If users want to watch Netflix via PC, they will need to use Silverlight, which is Microsoft’s rich media player and framework. A simple prompt asks Netflix members to download a plug-in: “If you do not already have Microsoft Silverlight plug-in installed, you will be prompted to download and install the free plug-in for your web browser,” Netflix says in a pop-up. “Just follow the instructions to get started.”
Microsoft patched the flaw (CVE-2013-0074) on March 12, 2013, but not all consumers have installed the update. And now, a Silverlight exploit has integrated into the Angler exploit kit, as discovered by Kafeine. If a user running Silverlight (i.e., any Netflix member) is lured to an infected page, Angler will determine if Silverlight is installed and what version is running. If the machine is determined to be a target, a specially crafted library is triggered to exploit the Silverlight vulnerability to open the door for malware.

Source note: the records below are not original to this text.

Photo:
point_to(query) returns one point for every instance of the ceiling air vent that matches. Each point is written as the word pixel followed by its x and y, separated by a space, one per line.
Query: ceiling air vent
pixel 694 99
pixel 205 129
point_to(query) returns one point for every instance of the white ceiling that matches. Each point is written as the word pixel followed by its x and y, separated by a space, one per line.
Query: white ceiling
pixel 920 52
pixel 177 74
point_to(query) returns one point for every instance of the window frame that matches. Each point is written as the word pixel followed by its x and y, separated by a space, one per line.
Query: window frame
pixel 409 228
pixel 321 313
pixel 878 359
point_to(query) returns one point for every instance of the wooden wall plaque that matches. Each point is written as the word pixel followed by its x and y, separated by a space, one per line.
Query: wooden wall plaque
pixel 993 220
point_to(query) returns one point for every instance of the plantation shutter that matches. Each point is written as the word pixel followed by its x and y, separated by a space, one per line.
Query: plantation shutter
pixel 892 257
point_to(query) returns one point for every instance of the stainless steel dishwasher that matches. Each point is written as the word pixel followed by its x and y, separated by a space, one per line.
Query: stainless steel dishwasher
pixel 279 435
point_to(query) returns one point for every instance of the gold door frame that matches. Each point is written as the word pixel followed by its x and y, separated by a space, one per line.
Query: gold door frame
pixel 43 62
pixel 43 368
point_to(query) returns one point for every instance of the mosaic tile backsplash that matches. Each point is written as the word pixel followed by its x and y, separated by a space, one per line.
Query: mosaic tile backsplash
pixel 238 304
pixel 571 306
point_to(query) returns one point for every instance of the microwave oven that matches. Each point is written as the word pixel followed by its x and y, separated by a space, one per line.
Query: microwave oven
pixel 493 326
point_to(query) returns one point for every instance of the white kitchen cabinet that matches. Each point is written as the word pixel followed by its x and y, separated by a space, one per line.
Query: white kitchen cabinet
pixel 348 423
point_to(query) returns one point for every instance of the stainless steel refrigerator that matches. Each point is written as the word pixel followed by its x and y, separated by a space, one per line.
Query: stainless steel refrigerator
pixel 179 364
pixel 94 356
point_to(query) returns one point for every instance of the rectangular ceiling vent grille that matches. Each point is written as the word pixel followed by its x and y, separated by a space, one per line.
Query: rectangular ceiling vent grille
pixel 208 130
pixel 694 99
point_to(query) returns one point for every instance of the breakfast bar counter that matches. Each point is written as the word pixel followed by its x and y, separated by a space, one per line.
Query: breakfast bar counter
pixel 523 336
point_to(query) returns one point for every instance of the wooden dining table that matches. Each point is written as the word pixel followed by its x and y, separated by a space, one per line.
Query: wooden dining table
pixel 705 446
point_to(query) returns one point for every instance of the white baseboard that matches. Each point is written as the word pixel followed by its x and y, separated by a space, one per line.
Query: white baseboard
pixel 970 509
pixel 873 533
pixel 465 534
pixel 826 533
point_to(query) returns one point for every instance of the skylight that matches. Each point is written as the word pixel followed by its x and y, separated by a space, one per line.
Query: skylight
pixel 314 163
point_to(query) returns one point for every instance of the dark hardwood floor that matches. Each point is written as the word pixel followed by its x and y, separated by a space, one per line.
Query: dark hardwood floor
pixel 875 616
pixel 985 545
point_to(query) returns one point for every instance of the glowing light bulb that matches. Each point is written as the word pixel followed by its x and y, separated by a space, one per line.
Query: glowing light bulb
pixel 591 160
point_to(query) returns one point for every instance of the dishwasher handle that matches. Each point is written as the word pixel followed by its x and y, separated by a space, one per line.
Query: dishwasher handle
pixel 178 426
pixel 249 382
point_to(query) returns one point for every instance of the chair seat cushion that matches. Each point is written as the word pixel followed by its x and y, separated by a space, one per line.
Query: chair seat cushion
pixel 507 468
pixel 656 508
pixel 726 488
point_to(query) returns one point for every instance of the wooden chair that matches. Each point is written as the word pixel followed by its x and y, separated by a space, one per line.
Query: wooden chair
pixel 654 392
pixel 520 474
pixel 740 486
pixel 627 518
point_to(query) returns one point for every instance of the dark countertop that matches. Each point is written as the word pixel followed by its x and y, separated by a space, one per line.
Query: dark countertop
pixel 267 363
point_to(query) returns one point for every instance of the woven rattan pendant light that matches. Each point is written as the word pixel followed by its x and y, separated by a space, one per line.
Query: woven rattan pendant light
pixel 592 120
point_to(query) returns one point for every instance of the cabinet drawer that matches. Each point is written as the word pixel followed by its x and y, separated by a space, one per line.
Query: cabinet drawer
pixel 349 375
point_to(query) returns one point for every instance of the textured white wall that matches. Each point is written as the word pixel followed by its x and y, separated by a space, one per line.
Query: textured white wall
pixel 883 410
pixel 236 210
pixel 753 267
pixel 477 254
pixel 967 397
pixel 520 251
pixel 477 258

The Angler kit appeared last month, very shortly after the creator of the popular Blackhole exploit kit (codename “Paunch”) was arrested in Russia. The kit, with the Silverlight vulnerability, is being used by the same cybercriminal gang behind the Reveton ransomware, according to Kafeine. That group had been using the Blackhole-derived Cool Exploit kit before the arrest.
“Those that already have and older version of Silverlight can still watch Netflix and may not be aware that their computers are at risk,” said Jerome Segura, researcher at Malwarebytes, in a blog. “We can expect this CVE to be integrated into other exploit kits soon, so it is important to make sure you patch all your machines now. Even if you don’t watch Netflix, you may have installed Silverlight in the past and forgotten about it. If you don’t need Silverlight (or other plugins), simply remove it altogether as that will help to reduce your surface of attack.”